Lost in a sermon
When I was a little girl I often accompanied my father on the weekends to small churches in eastern North Carolina. We would drive through the humid Sunday mornings with my father’s sermon folded up between the pages of his hardback Bible. The sermon I loved the most was “Lost in the Mystery of God.” I heard my father preach it several times and I never got tired of hearing it.
I can see the manuscript of that sermon: the title centered at the top in all capital letters, the typed text double-spaced and marked up with handwritten changes. But I can’t remember the words themselves. Like many books I’ve read and loved, I can only remember the way that sermon made me feel. It made me feel as if the world was opening up around me, behind and before and on every side. It made me feel a kinship with devoted people of every faith. It made me feel that God was shining on the surface of things but also hidden in depths beyond my reach. I would love to read that sermon again. But unfortunately it is lost.
I’ve asked my parents about it. My mother thinks it was based on a psalm, and my father says the sermon wouldn’t seem as wonderful to me if we still had a copy of it. It’s a better sermon in your memory, he tells me, than it was in real life. Yes, my memory is faulty. I’m not always sure what day it is when I wake up in the morning. When I need to remember how old I am, I sometimes have to do the math.
But my body holds deep memories of “Lost in the Mystery of God.” The title alone evokes the crunch of our tires on gravel parking lots, the elder smoking outside the church while he waits for us to arrive, my dad catching my eye when he steps into the pulpit, the backs of my legs sticking to the pew. In one church there was a young man who leaned forward to listen when my dad preached. He looked like he would drink every word like water if he could.

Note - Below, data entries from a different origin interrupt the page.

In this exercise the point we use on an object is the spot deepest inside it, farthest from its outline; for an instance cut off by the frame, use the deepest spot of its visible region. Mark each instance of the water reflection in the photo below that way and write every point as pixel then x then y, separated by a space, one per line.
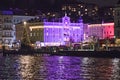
pixel 37 67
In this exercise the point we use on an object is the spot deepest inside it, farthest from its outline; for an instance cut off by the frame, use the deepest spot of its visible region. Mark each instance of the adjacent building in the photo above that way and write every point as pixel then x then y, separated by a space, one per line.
pixel 117 20
pixel 101 31
pixel 53 33
pixel 7 27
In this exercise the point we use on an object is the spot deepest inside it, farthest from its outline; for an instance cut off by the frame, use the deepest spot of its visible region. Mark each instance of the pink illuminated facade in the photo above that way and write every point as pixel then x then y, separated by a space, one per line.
pixel 61 33
pixel 102 31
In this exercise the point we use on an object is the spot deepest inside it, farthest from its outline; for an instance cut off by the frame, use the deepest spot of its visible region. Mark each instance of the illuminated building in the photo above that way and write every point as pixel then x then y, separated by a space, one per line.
pixel 101 31
pixel 54 33
pixel 117 20
pixel 7 27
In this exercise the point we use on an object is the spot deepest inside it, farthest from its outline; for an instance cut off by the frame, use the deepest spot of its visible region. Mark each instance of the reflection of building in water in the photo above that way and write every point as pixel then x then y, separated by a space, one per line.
pixel 97 69
pixel 54 33
pixel 101 31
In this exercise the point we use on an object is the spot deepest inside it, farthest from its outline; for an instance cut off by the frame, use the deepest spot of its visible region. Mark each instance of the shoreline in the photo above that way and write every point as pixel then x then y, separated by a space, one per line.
pixel 97 54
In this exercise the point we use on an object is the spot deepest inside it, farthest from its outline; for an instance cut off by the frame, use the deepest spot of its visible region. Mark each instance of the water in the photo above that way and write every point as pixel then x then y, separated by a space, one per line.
pixel 37 67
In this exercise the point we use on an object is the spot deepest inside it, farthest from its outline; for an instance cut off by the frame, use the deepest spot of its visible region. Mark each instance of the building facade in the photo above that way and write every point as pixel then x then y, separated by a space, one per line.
pixel 7 27
pixel 101 31
pixel 55 33
pixel 117 20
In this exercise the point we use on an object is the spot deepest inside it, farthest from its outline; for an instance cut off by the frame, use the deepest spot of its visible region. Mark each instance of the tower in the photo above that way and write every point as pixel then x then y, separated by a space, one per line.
pixel 117 20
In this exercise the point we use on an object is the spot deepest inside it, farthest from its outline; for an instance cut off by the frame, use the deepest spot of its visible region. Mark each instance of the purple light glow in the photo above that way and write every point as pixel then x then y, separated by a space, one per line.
pixel 63 32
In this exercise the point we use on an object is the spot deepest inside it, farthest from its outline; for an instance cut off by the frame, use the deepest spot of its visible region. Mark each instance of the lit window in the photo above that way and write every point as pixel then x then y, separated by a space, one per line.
pixel 85 9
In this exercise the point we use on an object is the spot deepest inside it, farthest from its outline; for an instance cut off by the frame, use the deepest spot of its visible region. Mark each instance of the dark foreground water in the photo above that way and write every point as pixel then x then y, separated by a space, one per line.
pixel 37 67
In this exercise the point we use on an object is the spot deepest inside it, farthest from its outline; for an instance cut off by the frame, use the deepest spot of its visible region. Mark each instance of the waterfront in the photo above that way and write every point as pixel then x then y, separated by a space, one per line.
pixel 39 67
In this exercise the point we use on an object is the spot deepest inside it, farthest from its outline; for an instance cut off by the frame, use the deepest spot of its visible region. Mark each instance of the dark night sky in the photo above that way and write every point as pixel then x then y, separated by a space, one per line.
pixel 46 4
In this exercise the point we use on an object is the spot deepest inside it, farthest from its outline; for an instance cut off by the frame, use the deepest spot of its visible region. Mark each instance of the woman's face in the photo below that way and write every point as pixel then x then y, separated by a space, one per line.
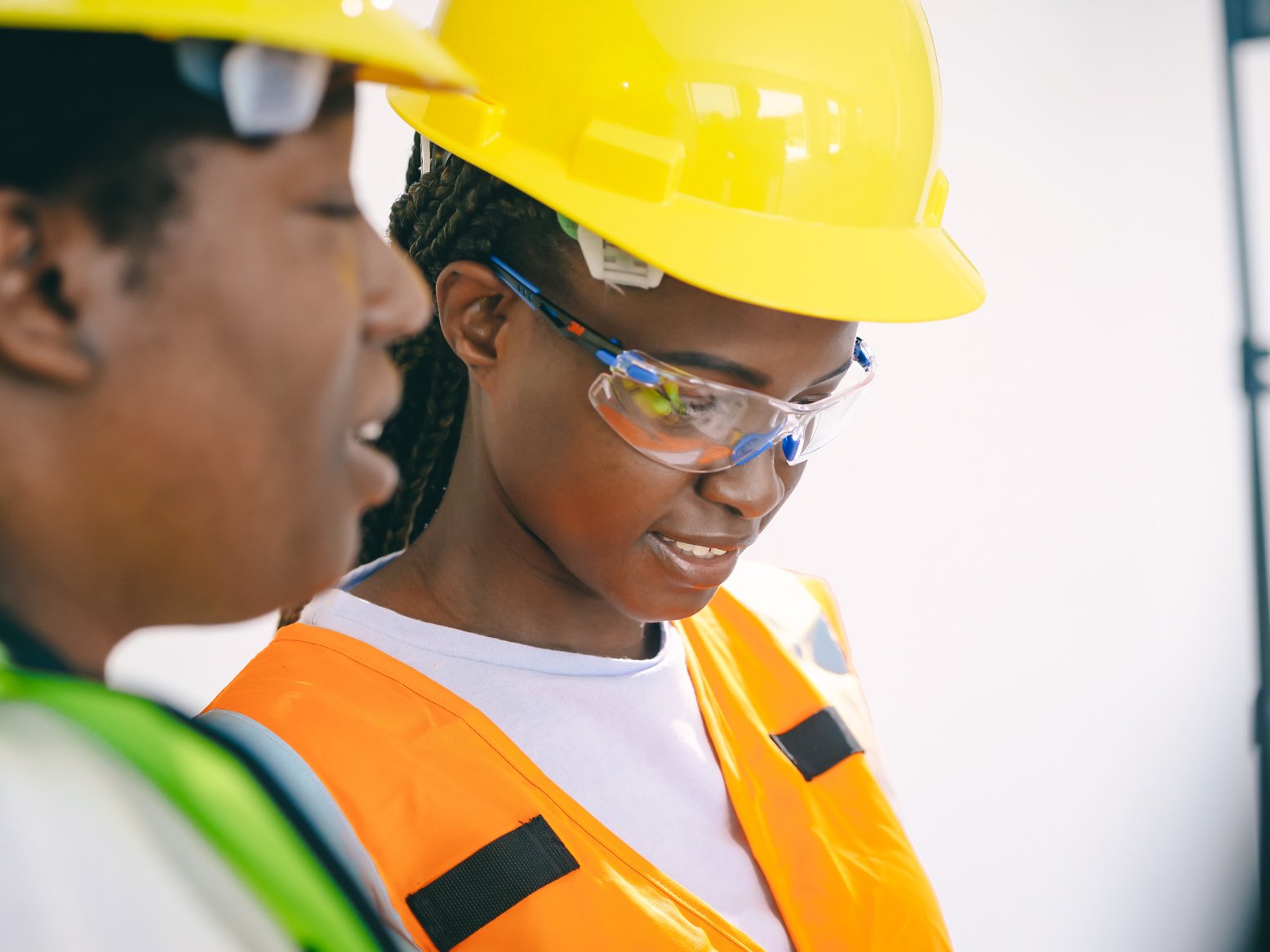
pixel 610 516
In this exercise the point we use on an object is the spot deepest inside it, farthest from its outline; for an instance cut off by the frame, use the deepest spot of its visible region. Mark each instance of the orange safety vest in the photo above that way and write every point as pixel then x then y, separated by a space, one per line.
pixel 482 852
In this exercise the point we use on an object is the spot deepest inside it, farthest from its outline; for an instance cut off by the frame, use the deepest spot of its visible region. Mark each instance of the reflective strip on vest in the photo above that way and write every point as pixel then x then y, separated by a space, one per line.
pixel 431 785
pixel 220 797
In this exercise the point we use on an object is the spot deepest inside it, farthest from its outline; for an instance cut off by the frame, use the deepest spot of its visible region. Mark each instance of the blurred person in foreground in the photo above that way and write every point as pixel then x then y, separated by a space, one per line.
pixel 193 330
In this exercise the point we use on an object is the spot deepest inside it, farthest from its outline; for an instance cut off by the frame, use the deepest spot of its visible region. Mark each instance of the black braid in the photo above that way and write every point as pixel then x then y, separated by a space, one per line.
pixel 450 214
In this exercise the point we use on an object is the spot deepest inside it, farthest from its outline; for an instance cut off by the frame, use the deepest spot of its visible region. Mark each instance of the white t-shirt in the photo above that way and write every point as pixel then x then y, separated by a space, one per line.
pixel 621 737
pixel 93 858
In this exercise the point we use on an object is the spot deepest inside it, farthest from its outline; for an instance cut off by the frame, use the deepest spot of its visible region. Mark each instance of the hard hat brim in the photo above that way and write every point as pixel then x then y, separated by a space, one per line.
pixel 384 45
pixel 895 276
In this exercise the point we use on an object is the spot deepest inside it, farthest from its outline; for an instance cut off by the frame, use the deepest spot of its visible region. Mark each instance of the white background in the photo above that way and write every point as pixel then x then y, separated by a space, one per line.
pixel 1039 527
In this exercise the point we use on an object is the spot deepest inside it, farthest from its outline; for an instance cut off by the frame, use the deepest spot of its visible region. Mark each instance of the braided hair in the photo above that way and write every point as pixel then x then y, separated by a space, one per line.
pixel 452 212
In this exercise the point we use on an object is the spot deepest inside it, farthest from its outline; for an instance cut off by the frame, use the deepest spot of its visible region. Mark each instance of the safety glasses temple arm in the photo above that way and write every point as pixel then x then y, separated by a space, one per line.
pixel 606 349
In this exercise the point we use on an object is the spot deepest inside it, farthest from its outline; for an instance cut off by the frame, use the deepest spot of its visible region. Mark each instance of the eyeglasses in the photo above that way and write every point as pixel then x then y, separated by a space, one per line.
pixel 694 424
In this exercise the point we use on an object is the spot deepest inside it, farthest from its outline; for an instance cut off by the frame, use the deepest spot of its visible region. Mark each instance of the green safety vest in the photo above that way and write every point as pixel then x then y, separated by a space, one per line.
pixel 221 799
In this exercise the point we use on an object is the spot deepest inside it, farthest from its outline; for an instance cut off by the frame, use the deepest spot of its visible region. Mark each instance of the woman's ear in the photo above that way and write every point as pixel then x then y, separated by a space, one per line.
pixel 472 308
pixel 40 335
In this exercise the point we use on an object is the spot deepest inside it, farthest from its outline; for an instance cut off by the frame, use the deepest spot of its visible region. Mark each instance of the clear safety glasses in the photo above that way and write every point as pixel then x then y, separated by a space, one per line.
pixel 694 424
pixel 265 91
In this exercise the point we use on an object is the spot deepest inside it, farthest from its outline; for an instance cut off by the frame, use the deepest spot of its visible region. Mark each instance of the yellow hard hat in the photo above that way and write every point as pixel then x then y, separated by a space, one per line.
pixel 781 154
pixel 367 33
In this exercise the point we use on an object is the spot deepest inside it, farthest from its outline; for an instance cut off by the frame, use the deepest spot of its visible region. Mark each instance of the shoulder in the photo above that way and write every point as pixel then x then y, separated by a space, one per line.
pixel 802 613
pixel 799 611
pixel 95 856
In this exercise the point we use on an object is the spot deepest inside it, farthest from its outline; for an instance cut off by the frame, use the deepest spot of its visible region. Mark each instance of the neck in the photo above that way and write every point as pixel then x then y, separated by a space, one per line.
pixel 77 640
pixel 477 569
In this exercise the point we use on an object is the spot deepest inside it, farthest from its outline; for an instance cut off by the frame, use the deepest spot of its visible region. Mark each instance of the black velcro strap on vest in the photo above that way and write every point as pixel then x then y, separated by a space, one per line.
pixel 818 743
pixel 489 883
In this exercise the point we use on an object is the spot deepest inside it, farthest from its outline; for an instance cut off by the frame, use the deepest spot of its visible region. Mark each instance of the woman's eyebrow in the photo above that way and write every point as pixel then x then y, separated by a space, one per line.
pixel 831 374
pixel 713 362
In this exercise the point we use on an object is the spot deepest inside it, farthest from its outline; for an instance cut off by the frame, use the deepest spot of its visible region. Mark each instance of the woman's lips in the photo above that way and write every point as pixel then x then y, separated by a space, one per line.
pixel 698 564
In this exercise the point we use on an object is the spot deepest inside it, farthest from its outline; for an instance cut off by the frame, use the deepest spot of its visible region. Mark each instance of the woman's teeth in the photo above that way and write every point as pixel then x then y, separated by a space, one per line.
pixel 700 551
pixel 370 432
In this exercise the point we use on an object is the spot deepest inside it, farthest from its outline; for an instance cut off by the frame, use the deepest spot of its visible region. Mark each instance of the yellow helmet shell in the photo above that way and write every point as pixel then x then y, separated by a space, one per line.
pixel 781 154
pixel 371 34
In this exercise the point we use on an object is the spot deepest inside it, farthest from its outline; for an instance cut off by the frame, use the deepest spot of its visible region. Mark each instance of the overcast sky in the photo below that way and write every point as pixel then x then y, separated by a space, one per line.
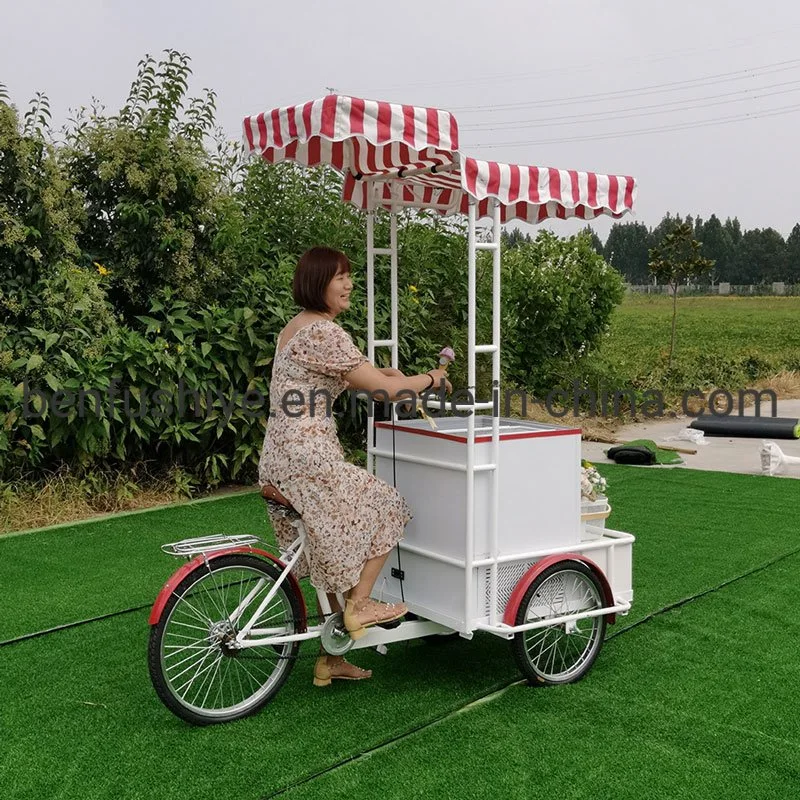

Even as a little girl I could see that he was lost in the mystery of God.
I wanted to be lost like that. I still want to be lost like that.
St. Augustine wrote that it’s more pleasurable to find something that’s lost than to have it always in one’s possession. He found the search for meanings hidden in scripture to be an inexhaustible pleasure because there were always more meanings to find.
But even St. Augustine felt frustrated that he could not remember every moment of his childhood. He studied babies to try to remember what he had been like as a baby; he interviewed his mother and his nurse. His childhood felt lost to him.
Augustine cultivated his life with God out of this sense of something precious lost. His childhood wasn’t really lost; it was lost in God, who remembers everything and in whom, as Augustine put it, nothing dies. If Augustine wanted to remember his childhood—to know himself—he would have to become lost in the mystery of God as well.
My father’s lost sermon sometimes feels like the crucial missing piece of my childhood. I feel that if only I could read that sermon, my confusions would be clarified, my theology renewed. If I could read it word for word, I would understand better who I am.
But maybe what matters just as much as the words of the sermon is the crunch of the tires on the gravel, the elder walking toward us, the look my father gave me, and my body in the pew. The mystery of God permeated all of this. I think maybe what my father said in that sermon is that we can trust ourselves to that mystery, that it is OK to be lost.
What can one do with a lost sermon but try to rewrite it? It won’t come out the same as the original, but it didn’t come out of the pulpit the same way each time either. Before preaching it a second or third time, my father made additions and deletions with a black ballpoint pen. Besides, as soon as a sermon leaves the page and encounters the congregation, it multiplies. One member of a congregation doesn’t hear the same sermon that those around her hear. I wonder how that young man leaning forward in the pew with his chin in his hands rewrote “Lost in the Mystery of God” in his own life. When I imagine being wholly absorbed, wholly rapt, it is his face I see.
Sermons are ephemeral, made to be lost. Even when the manuscript is preserved, the sermon preached in a particular time and place is mostly gone. Making a sermon is something we do together, preachers and listeners alike. All of us become lost in a mystery in which all is remembered.